Amid ever-intensifying competition and continued weak demand, APM Terminals Pipavav — a minor cargo gateway on India’s west coast — has embarked on a whirlwind trade outreach program to highlight the benefits of its recent ease-of-doing-business measures and other plans under way.
The minor port operator — located about 150 nautical miles from Jawaharlal Nehru Port Trust (JNPT) — recently held a public session at Diu in Gujarat state with representatives from the local shipping community — including ocean carrier agents, forwarders, brokers, and logistics providers. That effort comes just a month after the company set up a similar event in New Delhi for the northern maritime fraternity.
APM Terminals Pipavav officials provided participants with more insight into the paperless gate operations’ advantages introduced at the terminal in May. Under the digital program, drivers need not present Form 13 documents in hard copy form — a tedious task — on each visit, which typically causes long lines and resultant congestion at port gates.
Further, officials said gate automation has already led to a substantial decrease in truck trips — estimated at as high as 3 million kilometers (about 1.9 million miles) thus far, in addition to reducing related carbon emissions.
“The objective of the event was to bring together the key stakeholders on a common platform to promote business networking and provide an opportunity for discussions and deliberations on trade promotion measures, business issues, etc.,” the company stated. “It also provided a platform for showcasing the port’s infrastructure developments and cargo handling capabilities.”

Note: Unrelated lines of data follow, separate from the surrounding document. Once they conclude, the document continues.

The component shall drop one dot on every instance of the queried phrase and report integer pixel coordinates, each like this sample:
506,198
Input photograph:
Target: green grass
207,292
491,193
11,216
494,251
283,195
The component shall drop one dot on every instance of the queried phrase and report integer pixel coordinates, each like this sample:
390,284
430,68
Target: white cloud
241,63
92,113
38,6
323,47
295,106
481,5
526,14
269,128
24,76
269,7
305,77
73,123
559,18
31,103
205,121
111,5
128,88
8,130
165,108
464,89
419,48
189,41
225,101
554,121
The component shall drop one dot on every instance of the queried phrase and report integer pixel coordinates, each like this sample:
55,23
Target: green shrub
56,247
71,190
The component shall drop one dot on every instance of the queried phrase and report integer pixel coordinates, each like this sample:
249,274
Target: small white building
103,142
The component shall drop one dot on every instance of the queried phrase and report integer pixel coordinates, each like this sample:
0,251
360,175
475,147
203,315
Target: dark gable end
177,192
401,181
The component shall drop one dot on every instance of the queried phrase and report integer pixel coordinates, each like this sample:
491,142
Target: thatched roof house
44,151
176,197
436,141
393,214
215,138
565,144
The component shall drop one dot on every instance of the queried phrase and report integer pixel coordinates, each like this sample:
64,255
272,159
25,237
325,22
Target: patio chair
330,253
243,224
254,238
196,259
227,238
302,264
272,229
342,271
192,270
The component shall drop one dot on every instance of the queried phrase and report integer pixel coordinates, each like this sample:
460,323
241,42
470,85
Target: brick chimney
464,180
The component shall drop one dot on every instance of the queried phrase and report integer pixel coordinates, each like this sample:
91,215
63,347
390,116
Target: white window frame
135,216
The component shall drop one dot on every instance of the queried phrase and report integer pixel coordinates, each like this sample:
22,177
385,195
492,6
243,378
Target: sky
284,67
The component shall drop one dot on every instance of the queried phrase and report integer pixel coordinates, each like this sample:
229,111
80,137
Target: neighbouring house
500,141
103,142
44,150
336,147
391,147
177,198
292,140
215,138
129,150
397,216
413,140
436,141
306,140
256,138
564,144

APM Terminals Pipavav — touted as India’s first public-private-partnership port venture — is a multi-purpose harbor, capable of handling 1.35 million TEU, as well as 5 million metric tons (5.5 million tons) of dry bulk, 2 million metric tons of liquid bulk cargo, and about 250,000 finished cars, annually.
Officials also said the company will soon open a “dedicated express gate” for reefer cargo handled by road, along with customs examination infrastructure upgrades for such traffic.
Those efforts to generate additional hinterland cargo come in the wake of new service additions at the terminal — such as Maersk Line’s Far East-Indian Subcontinent Service (FI3), a five-vessel CI6 service from Cosco Container Lines and Wan Hai Lines, and the PS3 service operated by the Ocean Network Express alliance with direct connectivity to US West Coast ports — along with a substantial increase in cargo-handling capacity on the strength of new quay crane deployments and yard improvements.
That growth push may also have stemmed from a volume downtrend seen at the terminal in the first two fiscal months, with April-May traffic totaling 135,510 TEU, compared with 142,092 TEU in the prior two months.
The company has also been targeting liquid and roll-on, roll-off cargo to maximize capacity utilization, which paid off in fiscal 2017-2018 with a 49 percent year-over-year surge in liquid traffic.
Still, despite the aforementioned efforts, the road ahead is expected to be bumpy for APM Terminals Pipavav, given the challenges posed by closest private rival Adani Group-owned Mundra Port and the 2.4 million-TEU capacity addition from a new PSA International terminal at JNPT. No doubt, that would mean more pressure for all players in the west coast region, unless demand grows at a faster rate. Further, to take advantage of expected incremental gains from the ongoing battle among terminals for market share, major carriers operating to/from this region have expanded their routings with multiple port options. For example, Mediterranean Shipping Company recently upgraded its India-Europe service network with regular weekly sailings from JNPT, Mundra, and Hazira.